Changes in store for CalSTRS earnings limits

Members of the California State Teachers Retirement System, and those who employ them, should be aware of new regulations regarding post-retirement earnings limits.

Based on new IRS provisions, Assembly Bill 506, Furutani, D-Long Beach, which has been signed by the governor, reduces the post-retirement earnings limitation to $0 for retirees under the age of 60 for the first six months after retirement as of July 1, 2010.

It also extends the sunset dates for the post-retirement earnings limit exemptions to June 30, 2012, and expands eligibility to members who retired on or before Jan. 1, 2009. ACSA had taken a support position on the bill based on the extension of the earnings limitations to 2012.

The signing of the bill is a timely reminder for CalSTRS members and employers of the rules and regulations surrounding earnings limitations. Aside from the new provisions outlined in AB 506, employers should be reminded that the post-retirement earnings limitation for the 2009-10 fiscal year is $30,580.

Upon retaining the services of a retired member, employers are required to 1) notify the retired member of the new earnings limit; 2) maintain accurate records of the retired member’s earnings; and 3) report those earnings to the retired member and to CalSTRS monthly, using member code 2 and assigned code 61, regardless of the method of payment or the fund from which the payments were made.

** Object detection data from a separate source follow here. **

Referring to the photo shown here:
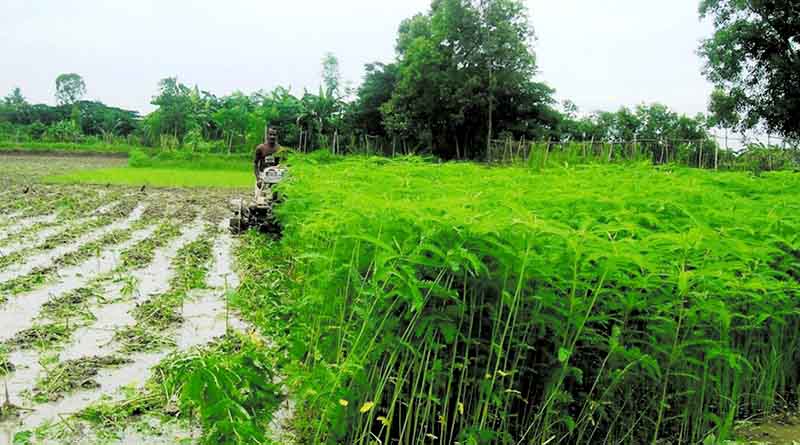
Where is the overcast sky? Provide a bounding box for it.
[0,0,711,114]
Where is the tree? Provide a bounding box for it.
[56,73,86,105]
[382,0,557,158]
[322,53,342,98]
[351,62,398,136]
[145,77,198,141]
[700,0,800,138]
[3,87,28,109]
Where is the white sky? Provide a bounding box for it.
[0,0,711,114]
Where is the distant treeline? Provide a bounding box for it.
[0,0,792,165]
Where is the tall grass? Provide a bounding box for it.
[242,153,800,444]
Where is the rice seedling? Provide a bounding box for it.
[234,154,800,444]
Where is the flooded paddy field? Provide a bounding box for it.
[0,155,260,445]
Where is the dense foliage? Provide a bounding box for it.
[700,0,800,139]
[0,0,732,163]
[241,155,800,444]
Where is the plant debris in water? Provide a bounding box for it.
[5,323,73,349]
[32,356,131,403]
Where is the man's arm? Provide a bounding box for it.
[253,148,261,177]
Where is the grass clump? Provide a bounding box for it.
[77,333,282,445]
[237,158,800,444]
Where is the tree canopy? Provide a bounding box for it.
[700,0,800,138]
[56,73,86,105]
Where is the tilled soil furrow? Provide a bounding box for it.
[0,227,154,341]
[0,205,146,284]
[0,213,58,242]
[0,224,225,438]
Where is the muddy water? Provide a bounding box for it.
[0,205,146,282]
[0,227,155,341]
[61,221,208,360]
[0,221,245,445]
[0,203,117,256]
[0,213,58,241]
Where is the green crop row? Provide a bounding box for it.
[237,156,800,444]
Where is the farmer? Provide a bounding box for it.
[253,128,278,187]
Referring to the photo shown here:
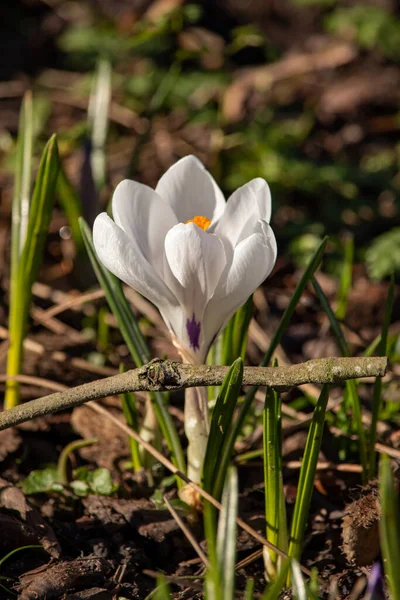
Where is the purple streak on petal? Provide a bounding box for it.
[365,563,385,600]
[186,313,201,350]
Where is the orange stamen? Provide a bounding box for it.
[186,216,211,231]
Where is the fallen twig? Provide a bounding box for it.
[0,357,387,430]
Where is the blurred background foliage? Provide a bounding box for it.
[0,0,400,279]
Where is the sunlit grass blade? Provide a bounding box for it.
[79,219,186,480]
[290,558,308,600]
[369,275,394,479]
[263,388,288,580]
[57,164,85,254]
[149,575,172,600]
[288,385,329,560]
[11,91,33,273]
[119,364,143,473]
[336,235,354,321]
[261,559,290,600]
[221,296,253,365]
[312,277,368,482]
[379,455,400,600]
[203,358,243,499]
[221,237,328,476]
[88,59,111,189]
[79,218,151,367]
[312,277,350,356]
[5,135,59,408]
[217,467,238,600]
[244,577,254,600]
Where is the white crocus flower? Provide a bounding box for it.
[93,156,276,492]
[93,156,276,363]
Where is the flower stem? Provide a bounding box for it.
[185,387,210,483]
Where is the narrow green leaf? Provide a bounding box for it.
[11,91,33,273]
[379,455,400,600]
[261,559,290,600]
[79,219,186,480]
[88,59,112,189]
[244,577,254,600]
[221,296,253,365]
[79,218,151,367]
[203,358,243,499]
[312,277,350,356]
[18,135,60,302]
[4,135,59,409]
[336,235,354,321]
[290,558,308,600]
[150,575,172,600]
[57,164,85,254]
[119,364,143,473]
[217,237,328,482]
[263,388,288,579]
[217,467,238,600]
[369,275,394,479]
[312,277,368,482]
[288,385,329,560]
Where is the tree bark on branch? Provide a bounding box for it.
[0,357,387,431]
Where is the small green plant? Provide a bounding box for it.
[4,95,59,408]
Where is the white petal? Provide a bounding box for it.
[210,177,271,248]
[204,221,277,340]
[165,223,226,353]
[112,179,177,276]
[93,213,178,311]
[156,156,226,223]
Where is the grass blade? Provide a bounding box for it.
[261,559,290,600]
[88,59,111,190]
[263,388,288,580]
[379,455,400,600]
[221,237,328,486]
[203,358,243,499]
[4,135,59,408]
[336,236,354,321]
[217,467,238,600]
[290,559,308,600]
[288,385,328,560]
[221,296,253,365]
[369,275,394,479]
[312,277,350,356]
[57,165,85,254]
[79,219,186,480]
[151,575,172,600]
[11,91,33,273]
[119,364,143,473]
[312,277,368,483]
[79,218,151,367]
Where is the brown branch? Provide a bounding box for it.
[0,357,387,431]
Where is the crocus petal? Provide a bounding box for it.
[204,221,277,341]
[165,223,226,353]
[112,179,177,277]
[210,177,271,248]
[156,156,226,223]
[93,213,178,310]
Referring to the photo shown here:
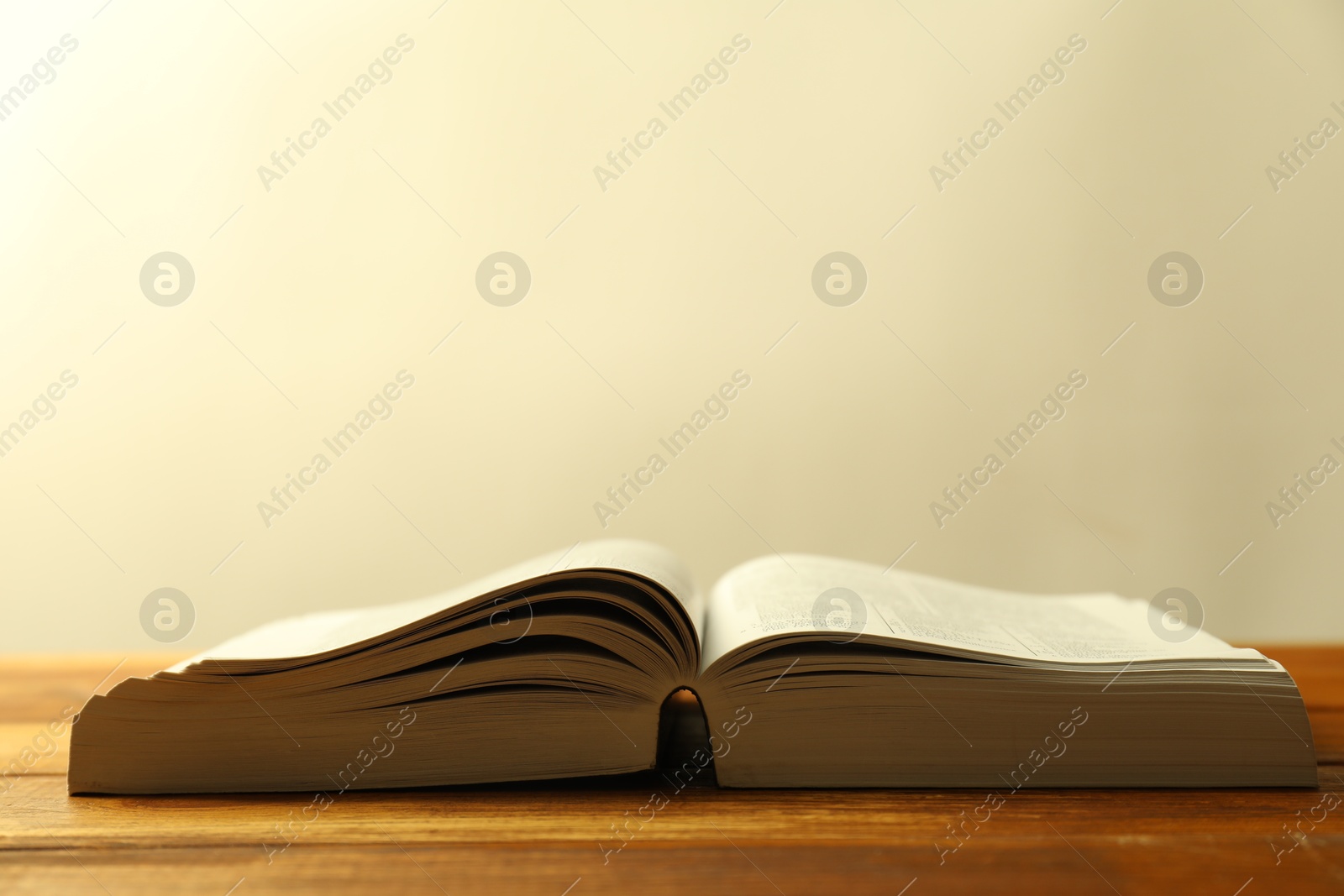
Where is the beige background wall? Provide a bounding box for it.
[0,0,1344,652]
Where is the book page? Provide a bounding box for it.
[172,538,704,670]
[701,553,1259,670]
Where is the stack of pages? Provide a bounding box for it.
[70,542,1317,794]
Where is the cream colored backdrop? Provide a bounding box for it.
[0,0,1344,652]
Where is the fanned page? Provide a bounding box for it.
[701,553,1265,673]
[171,538,704,672]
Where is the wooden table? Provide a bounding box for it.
[0,647,1344,896]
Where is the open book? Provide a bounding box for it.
[70,542,1317,794]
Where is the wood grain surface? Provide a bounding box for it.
[0,647,1344,896]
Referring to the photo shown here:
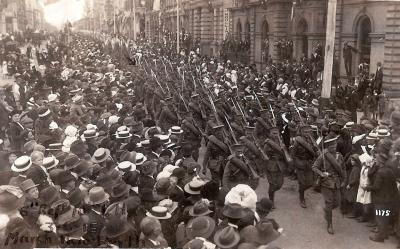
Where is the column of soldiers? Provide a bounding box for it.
[0,29,398,248]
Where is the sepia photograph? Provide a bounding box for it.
[0,0,400,249]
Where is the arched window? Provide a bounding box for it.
[357,16,372,64]
[236,20,242,40]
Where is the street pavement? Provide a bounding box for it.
[257,178,397,249]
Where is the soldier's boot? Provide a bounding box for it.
[299,190,307,208]
[324,209,335,234]
[268,191,275,209]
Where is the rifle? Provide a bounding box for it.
[269,104,293,163]
[292,100,322,154]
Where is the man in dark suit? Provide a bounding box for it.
[374,62,383,94]
[8,113,28,151]
[343,42,358,80]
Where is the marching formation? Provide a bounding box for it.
[0,31,400,249]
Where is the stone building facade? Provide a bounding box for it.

It should be noted that even independent consultants or contractors are subject to these limitations. If district resources are used, these employees fall under the regulations of the law.

Any activity considered to be creditable service is subject to the earnings limitation. Creditable service generally includes any position in pre-kindergarten through community college that requires a credential, certificate or permit, among others.

If a retired member earns more than is allowed, the member’s retirement allowance will be reduced by the amount of compensation that exceeds the earnings limitation. School districts report retiree earnings to CalSTRS. Upon receipt of a report of post-retirement earnings, CalSTRS will send retirees a letter explaining that these earnings will be counted toward the earnings limitation.

If a retiree’s post-retirement earnings reach half the limit, the retiree will be sent a second letter informing the retiree that the midpoint of the limit has been reached. If the retiree exceeds the earnings limit, a third and final letter will be sent informing the retiree that the earnings limit has been exceeded and that CalSTRS will begin to deduct excess earnings from the monthly retirement allowance.

The allowance must be reduced dollar-for-dollar by the amount of earnings in excess of the limit.

There are certain exemptions to the earnings limitations. Exemptions include those who have been retired at least 12 months without performing any service; those who provide direct classroom instruction in certain settings; those who return to administrative roles under certain emergency situations; and those who are appointed or assigned as an administrator. Employers must file exemptions prior to or as soon as the retired member begins working.

There are also several restrictions in place. For example, those who retired with a CalSTRS “Retirement Incentive” will lose the increased retirement allowance attributable to either incentive if they return to work within five years of retirement to the LEA that granted the incentive.

Another restriction prohibits CalSTRS retirees from returning to work in classified positions unless a K-12 school needs an aide in a high pupil-to-teacher ratio class or to provide one-on-one instruction in remedial classes or for underprivileged students.